General Mills gets its Kix trying to grab the biggest-bowl prize as the US's #1 breakfast cereal maker (wrangling for the top spot every year with über-rival Kellogg). But #1 or not, the company has supermarket aisles full of kid-friendly morning-meal products. Its Big G Cereals include the well-known brands Cheerios, Chex, and Wheaties. But breakfast isn't the last meal on the menu at General Mills. The company makes ice cream (Häagen-Dazs), canned soup (Progresso), frozen dough products (Pillsbury), and Green Giant brand veggies. General Mills, which produces yogurt under the Yoplait brand, bought a controlling stake in the world's second-largest yogurt maker for $1.2 billion in 2011.
The food giant's sales inched up less than 2% in fiscal 2011 (ends May) vs. the prior year, with overseas sales growth up 7%, while its US sales grew by less than half a percent. Sales at its core US Retail segment, which contributes more than two-thirds of General Mills' total sales, declined in 2011, with Big G Cereals, Meals, Pillsbury, and Baking Products all posting negative annual sales comparisons. Yoplait, snacks, and Small Plant Foods posted gains.
The cereal business is plagued with rising ingredient and other raw materials costs and competition from private-label products, which have improved greatly in quality and are growing in popularity with cost-conscious consumers.

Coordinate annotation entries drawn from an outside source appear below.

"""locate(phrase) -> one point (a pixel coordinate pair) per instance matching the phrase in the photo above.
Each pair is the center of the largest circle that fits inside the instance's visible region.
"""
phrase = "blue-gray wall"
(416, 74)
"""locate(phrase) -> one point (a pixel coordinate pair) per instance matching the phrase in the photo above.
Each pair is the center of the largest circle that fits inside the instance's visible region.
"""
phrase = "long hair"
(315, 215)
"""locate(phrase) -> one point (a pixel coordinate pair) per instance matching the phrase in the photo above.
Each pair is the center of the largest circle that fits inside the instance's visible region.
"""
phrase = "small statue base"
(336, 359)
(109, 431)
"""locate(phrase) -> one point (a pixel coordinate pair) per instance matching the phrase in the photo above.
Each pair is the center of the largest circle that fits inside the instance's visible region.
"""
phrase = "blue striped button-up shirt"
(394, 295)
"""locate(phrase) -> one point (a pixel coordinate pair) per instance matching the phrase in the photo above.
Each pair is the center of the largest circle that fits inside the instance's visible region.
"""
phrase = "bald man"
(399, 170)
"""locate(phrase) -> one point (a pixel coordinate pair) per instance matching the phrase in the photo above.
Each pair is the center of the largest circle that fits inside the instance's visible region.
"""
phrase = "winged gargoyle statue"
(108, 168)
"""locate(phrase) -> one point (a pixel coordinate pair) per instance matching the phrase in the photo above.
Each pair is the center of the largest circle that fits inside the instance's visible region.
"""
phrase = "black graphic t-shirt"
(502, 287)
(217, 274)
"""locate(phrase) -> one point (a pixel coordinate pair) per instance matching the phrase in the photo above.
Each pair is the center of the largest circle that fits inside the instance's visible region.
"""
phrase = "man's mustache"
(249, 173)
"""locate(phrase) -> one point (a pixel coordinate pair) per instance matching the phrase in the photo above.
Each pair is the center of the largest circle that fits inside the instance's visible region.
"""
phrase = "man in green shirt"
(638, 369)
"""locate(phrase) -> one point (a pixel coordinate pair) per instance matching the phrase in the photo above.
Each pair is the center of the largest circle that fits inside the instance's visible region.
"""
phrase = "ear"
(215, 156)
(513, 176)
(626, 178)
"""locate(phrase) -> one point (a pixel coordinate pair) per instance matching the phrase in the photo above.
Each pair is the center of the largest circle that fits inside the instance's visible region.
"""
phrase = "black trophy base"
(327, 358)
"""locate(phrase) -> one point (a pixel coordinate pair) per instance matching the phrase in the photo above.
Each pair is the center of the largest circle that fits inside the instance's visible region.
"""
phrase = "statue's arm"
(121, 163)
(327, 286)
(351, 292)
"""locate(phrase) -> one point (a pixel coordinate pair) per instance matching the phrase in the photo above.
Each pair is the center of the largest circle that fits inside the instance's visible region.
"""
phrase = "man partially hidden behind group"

With yogurt and international serving as growth engines, it's no wonder General Mills acquired the 50% stake in Yoplait owned by French investment firm PAI Partners plus 1% from dairy cooperative Sodiaal. PAI and Sodiaal had been joint owners of Yoplait; Sodiaal retained its remaining 49% interest in the yogurt brand. Additionally, General Mills purchased a 50% share of a related firm that owns Yoplait's global branding rights. (Sodiaal kept the remaining stake in the branding entity, as well.) Prior to the deal, General Mills had been Yoplait's largest licensee, selling yogurt under the brand since 1977. (Yoplait sales account for about 10% of General Mills' revenues and have helped offset some weakness in its core cereal business.) General Mills said it aims to further strengthen Yoplait's name as well as expand its operations in France, Europe, and the rest of the world.
Earlier in 2011, the company acquired Dean Foods' Mountain High yogurt business for about $85 million. Mountain High produces all-natural yogurt in large sizes (32- and 64-ounce containers) and smaller 6-ounce cups. The brand became part of General Mills' Yoplait USA division, which expects to benefit from Mountain High's strong brand recognition and the demand for large-size yogurts. Also during 2011 General Mills acquired Australia's Pasta Master, a maker of chilled Italian meals, pasta, and sauces. The purchase, valued at nearly $40 million, broadened General Mills' ready-to-cook pasta offering and follows the recent divestment of its frozen bakery assets in Australia.
While most of its brands are found in supermarket chains, General Mills is a player in the natural foods niche with its Small Planet operation (established in 2000), which makes natural foods brands Muir Glen (canned tomato products) and Cascadian Farms (frozen fruits and vegetables). Small Planet posted a big sales gain in 2011: up 13%. To build on that success, General Mills in 2012 acquired Food Should Taste Good, a fast-growing natural snack foods company, and added it to Small Planet's portfolio of brands.
A major player in the international food sector, General Mills manufactures its food products in 15 countries and distributes them in more than 100. Its other products include such familiar brands as Gold Medal flour, Betty Crocker and Bisquick baking mixes, Hamburger Helper dinner mixes, and Fruit Roll-Ups snacks, as well as "ho, ho, ho" Green Giant canned and frozen vegetables. The company's primary customers include grocery stores, mass merchandisers, membership club stores, natural food chains, drug, dollar, and discount chains, commercial and non-commercial foodservice distributors and operators, as well as restaurants, and convenience stores. Wal-Mart, which accounted for 23% of the company's net sales in 2011, is General Mills' largest customer.
General Mills has two significant joint ventures -- Cereal Partners Worldwide with Nestlé, which, along with the Big G cereals, sells breakfast brands such as Chocapic, Nesquick, Shreddies, and Uncle Toby's; and Häagen-Dazs Japan, which operates ice cream cafés in the Land of the Rising Sun.